The Dawn of Everything: A New History of Humanity
By David Graeber and David Wengrow
Farrar, Straus & Giroux
If you’re anything like us at the CHIRB, you may have a copy (possibly uncracked) of David Graeber’s massive Debt: The First 5,000 Years somewhere on your shelves. Though the beloved public intellectual and activist passed away in September 2020, his work continues thanks to co-author David Wengrow, resulting in this monumental tome taking on no less than rethinking the whole of human history.
By Natashia Deón
Natashia Deón builds on the promise of her debut novel Grace with this mind-bending blend of speculative fiction and history that recalls the politically-engaged work of Octavia Butler and N.K. Jemisin. Set in 1930’s Los Angeles, The Perishing follows the story of Lou, a Black woman who wakes up in an alley, on her path to discovering her true immortal nature. Perfect for fans of thoughtful sci-fi.
A Splendid Intelligence: The Life of Elizabeth Hardwick
By Cathy Curtis
W.W. Norton & Company
Elizabeth Hardwick was a co-founder of the New York Review of Books and an essayist and novelist of enviable range, but is still mostly viewed through the lens of her turbulent marriage to Robert Lowell. Biographer Cathy Curtis finally sheds full light on her remarkable life and career with a book as complex and unstinting as its subject. Anyone who ate up Red Comet last year shouldn’t miss it.
The Four Humors
By Mina Seçkin
Fans of Elif Batuman’s The Idiot should take note of Mina Seçkin’s debut The Four Humors, another wry and intelligent novel that engages with the Turkish diaspora in America. As twenty-year-old Sibel seeks relief from an unshakable headache, she ends up delving into her family history and dubious medicinal theories, all of which Seçkin captures with a mordant wisdom that belies her own young age.
By Lucille Clifton
Lucille Clifton was a true titan of American letters – still the only writer to have two books of poetry nominated for the Pulitzer Prize in the same year. First published in 1976 and long out of print, her memoir Generations is given a beautiful rebirth this month.
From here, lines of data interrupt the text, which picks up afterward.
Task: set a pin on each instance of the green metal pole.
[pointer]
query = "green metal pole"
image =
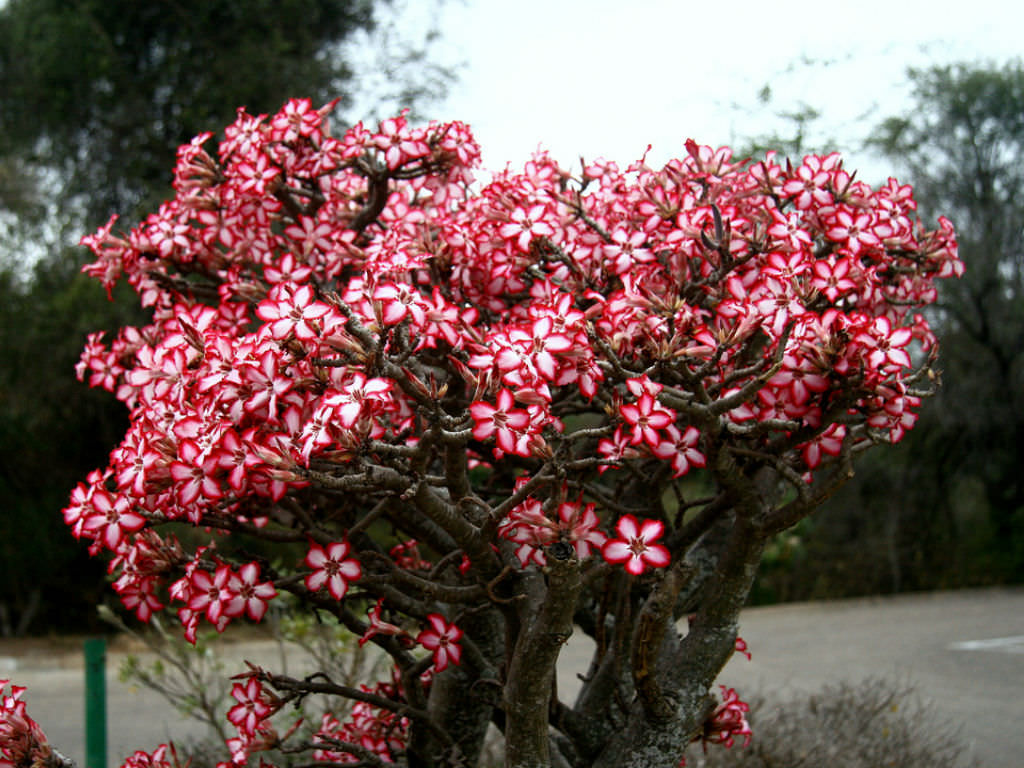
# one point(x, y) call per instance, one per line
point(95, 702)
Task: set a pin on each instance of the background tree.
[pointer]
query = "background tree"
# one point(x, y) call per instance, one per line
point(487, 415)
point(946, 507)
point(94, 98)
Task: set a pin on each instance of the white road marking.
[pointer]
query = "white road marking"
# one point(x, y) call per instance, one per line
point(1013, 644)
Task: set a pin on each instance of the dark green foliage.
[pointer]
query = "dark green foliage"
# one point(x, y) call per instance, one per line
point(105, 91)
point(53, 430)
point(95, 96)
point(946, 507)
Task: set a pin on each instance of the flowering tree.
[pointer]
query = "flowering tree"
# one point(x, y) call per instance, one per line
point(477, 418)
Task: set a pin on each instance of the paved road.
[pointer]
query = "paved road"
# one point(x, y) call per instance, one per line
point(963, 651)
Featuring an intro by Tracy K. Smith, a formidable poet in her own right, this new edition is another gem from the team at NYRB Classics.
By Paul Muldoon
Farrar, Straus & Giroux
The legendary Pulitzer Prize-winning poet is back this month with his fourteenth collection, named for “the slap in the face a midwife gives a newborn.” Muldoon is hoping to provide a similar wake-up call for readers, and his willingness to play with all manner of forms and references—from Eliot’s The Waste Land to a sequence of ekphrastic poems that recalls Yeats—proves he hasn’t gone soft in old(ish) age.
By Neal Stephenson
Neal Stephenson has never been afraid of engaging with big ideas within genre forms, and Termination Shock might be his most visionary, and timely, book yet. Set in a near-future where climate change has initiated a catastrophic series of compounding disasters, this sweeping speculative adventure may not be the most comforting read of the month, but it will certainly be the most mind-expanding.
People From My Neighborhood
By Hiromi Kawakami; Translated by Ted Goossen
Beloved Japanese novelist Hiromi Kawakami returns with this delightful collection of twenty-six interlocking short stories—small enough to fit in the palm of your hand, as the writer puts it—set in a world that blends the mythical with the mundane. If months of lockdown has you yearning to find the magic in the everyday again, Kawakami’s book has arrived just in time.
Small Things Like These
By Claire Keegan
For anyone who wants to continue riding the Rooney wave of Irish literature, Claire Keegan’s international bestseller Small Things Like These finally lands on American shores this month. Running a relatively scant 128 pages, this little novel is big on impact, engaging with the country’s long history of Catholic Church-abetted abuses and the culture that made them possible. As compact and glittering as a jewel.